In the world of painting and calligraphy, an artist’s brushwork was like their fingerprint. Once someone reached a certain level of mastery, they naturally developed a unique style—something that couldn’t be replicated by others.
That style often became the key to authenticating a piece, a fingerprint left behind by the artist in their work.
And now, the brushwork on the paper figures in front of Song Ci was unmistakably similar to that on the wall of shadow puppets in the earlier room.
Though the young master from the Song family had always disdained the so-called art and aesthetics praised by this circle, he had still seen more than his fair share of exhibitions and artworks.
Even though some of those works were merely filler, many were also the concentrated blood and soul of true artists.

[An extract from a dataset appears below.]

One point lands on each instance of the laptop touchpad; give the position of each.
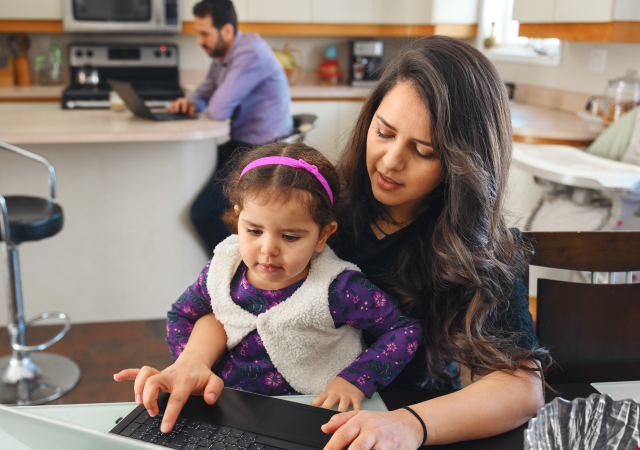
(295, 421)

After seeing so much, Song Ci had naturally learned how to distinguish brush techniques. He could identify an artist’s authenticity from the subtle linework and the controlled looseness of dry brushstrokes.
And now, it was clear: the stack of paper figures cradled in Song Ci’s arms and the full wall of shadow puppets in that first room had all been created by the same person.
What’s more, what the two of them had found wasn’t just paper figures. There were many objects that Lu Xingxing had initially seen as blood-covered murder weapons, but in Song Ci’s eyes, they were simply paper props.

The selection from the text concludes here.